Ia pun menargetkan Bali bersih sampah tahun 2028. Skemanya dengan pengolahan sampah dari sumber. Selain itu, dengan menyediakan fasilitas Tempat Pengolahan Sampah Reduce, Reuse, Recycle (TPS3R) dan Tempat Pengolahan Sampah Terpadu (TPST). Koster menyebut TPST di Kabupaten Badung tengah membeli mesin pencacah dan pengolahan sampah organik.

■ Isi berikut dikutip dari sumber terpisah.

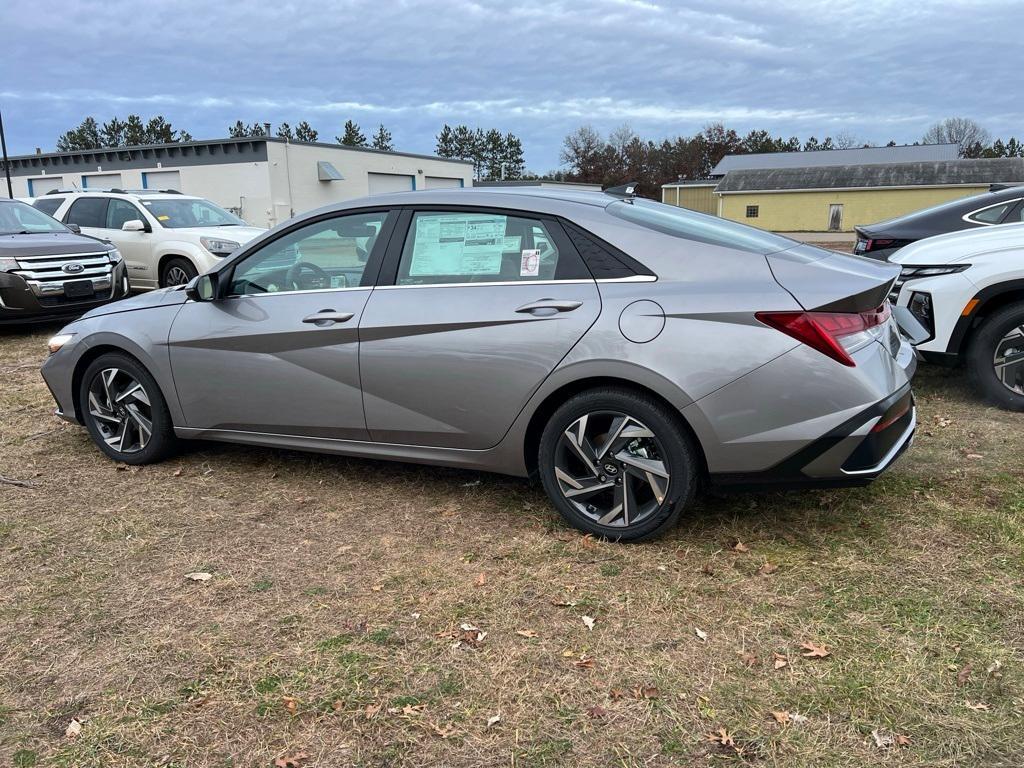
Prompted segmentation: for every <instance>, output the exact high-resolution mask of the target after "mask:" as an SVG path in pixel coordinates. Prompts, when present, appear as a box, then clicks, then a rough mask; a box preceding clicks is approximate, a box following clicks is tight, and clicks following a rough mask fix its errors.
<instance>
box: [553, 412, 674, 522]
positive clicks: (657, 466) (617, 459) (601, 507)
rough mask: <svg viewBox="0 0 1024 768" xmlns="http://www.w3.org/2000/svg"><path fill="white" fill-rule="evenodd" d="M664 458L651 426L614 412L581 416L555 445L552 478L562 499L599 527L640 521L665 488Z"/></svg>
mask: <svg viewBox="0 0 1024 768" xmlns="http://www.w3.org/2000/svg"><path fill="white" fill-rule="evenodd" d="M666 456H667V454H666V452H665V450H664V449H663V446H662V443H660V441H659V440H658V439H657V436H656V435H655V434H654V432H653V430H651V429H650V428H649V427H647V426H646V425H645V424H643V423H642V422H641V421H639V420H638V419H635V418H634V417H632V416H629V415H628V414H624V413H620V412H615V411H600V412H594V413H590V414H586V415H585V416H581V417H580V418H579V419H577V420H575V421H574V422H572V423H571V424H570V425H569V426H568V428H567V429H566V430H565V431H564V432H563V433H562V435H561V437H560V438H559V440H558V444H557V446H556V449H555V467H554V469H555V478H556V479H557V481H558V487H559V489H560V490H561V493H562V496H564V498H565V500H566V501H567V502H569V503H570V504H571V505H573V506H574V507H575V508H577V509H578V510H579V511H580V512H581V513H583V514H584V515H586V516H587V517H589V518H591V519H592V520H594V521H595V522H597V523H598V524H600V525H607V526H610V527H627V526H632V525H636V524H637V523H640V522H643V521H644V520H645V519H647V518H648V517H649V516H650V515H652V514H653V513H654V512H655V511H657V509H658V508H659V507H660V506H662V504H663V503H664V502H665V500H666V497H667V495H668V492H669V481H670V476H669V469H668V466H667V465H666V462H665V457H666Z"/></svg>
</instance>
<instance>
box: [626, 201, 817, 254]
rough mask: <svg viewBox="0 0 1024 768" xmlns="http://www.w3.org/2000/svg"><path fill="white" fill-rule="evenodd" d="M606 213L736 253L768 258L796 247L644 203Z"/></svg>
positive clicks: (716, 223)
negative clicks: (763, 254) (725, 248)
mask: <svg viewBox="0 0 1024 768" xmlns="http://www.w3.org/2000/svg"><path fill="white" fill-rule="evenodd" d="M606 210H607V211H608V213H610V214H611V215H612V216H616V217H618V218H621V219H625V220H626V221H630V222H632V223H634V224H639V225H640V226H643V227H646V228H648V229H654V230H655V231H659V232H663V233H664V234H671V236H672V237H674V238H682V239H683V240H691V241H696V242H697V243H708V244H710V245H713V246H723V247H725V248H735V249H737V250H740V251H753V252H754V253H760V254H768V253H775V252H776V251H784V250H786V249H788V248H793V247H794V246H796V245H798V244H797V241H795V240H790V239H788V238H783V237H781V236H780V234H773V233H772V232H769V231H765V230H764V229H757V228H755V227H753V226H748V225H746V224H740V223H738V222H735V221H729V220H728V219H723V218H719V217H718V216H711V215H709V214H706V213H697V212H696V211H690V210H687V209H686V208H677V207H676V206H667V205H665V204H663V203H652V202H651V201H648V200H640V199H635V200H633V201H631V202H626V201H620V202H616V203H612V204H611V205H609V206H608V207H607V209H606Z"/></svg>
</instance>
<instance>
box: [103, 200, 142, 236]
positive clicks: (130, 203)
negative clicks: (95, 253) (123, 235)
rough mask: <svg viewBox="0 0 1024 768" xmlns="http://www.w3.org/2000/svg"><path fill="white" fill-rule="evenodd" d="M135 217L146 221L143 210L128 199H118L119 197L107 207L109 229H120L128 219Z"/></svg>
mask: <svg viewBox="0 0 1024 768" xmlns="http://www.w3.org/2000/svg"><path fill="white" fill-rule="evenodd" d="M134 219H137V220H139V221H143V222H144V221H145V219H143V218H142V212H141V211H139V210H138V209H137V208H136V207H135V206H133V205H132V204H131V203H129V202H128V201H127V200H118V199H117V198H113V199H112V200H111V204H110V205H109V206H108V207H106V228H108V229H120V228H121V227H122V226H124V223H125V222H126V221H132V220H134Z"/></svg>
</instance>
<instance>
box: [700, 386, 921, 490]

Sementara itu, fasilitas Pengolahan Sampah Menjadi Energi Listrik (PSEL) yang dijanjikan oleh Koster akan groundbreaking pada 8 Juli 2026. “Dikerjakan fasilitasnya ini 1 tahun 3 bulan. Jadi dari Juli 2026, itu selesai Oktober 2027. Kemudian siap-siap segala macam, kira-kira Desember 2027 sudah mulai beroperasi,” jelasnya.
Fasilitas ini digadang-gadang akan mengolah sampah minimum 1.200 ton per hari, yaitu dari Denpasar minimum 700 ton sampah per hari, dan dari Badung minimum 500 ton sampah per hari. “Kalau ini sudah jalan, maka sampah Denpasar dan Badung itu selesai. Tapi tetap harus memilah. Karena ternyata mesinnya ini kalau dipilah sampahnya lebih efisien kerjanya dan lebih optimal hasilnya,” tambahnya.
Selain terkait pengolahan sampah, Koster juga membahas tentang alih fungsi lahan. Terkait mangrove, ia menegaskan akan melarang izin pembangunan usaha di area mangrove dan lahan produktif lainnya. Selain itu, ia juga menjelaskan akan fokus pada masalah air di Desa Kubu, Kabupaten Karangasem pada tahun 2027.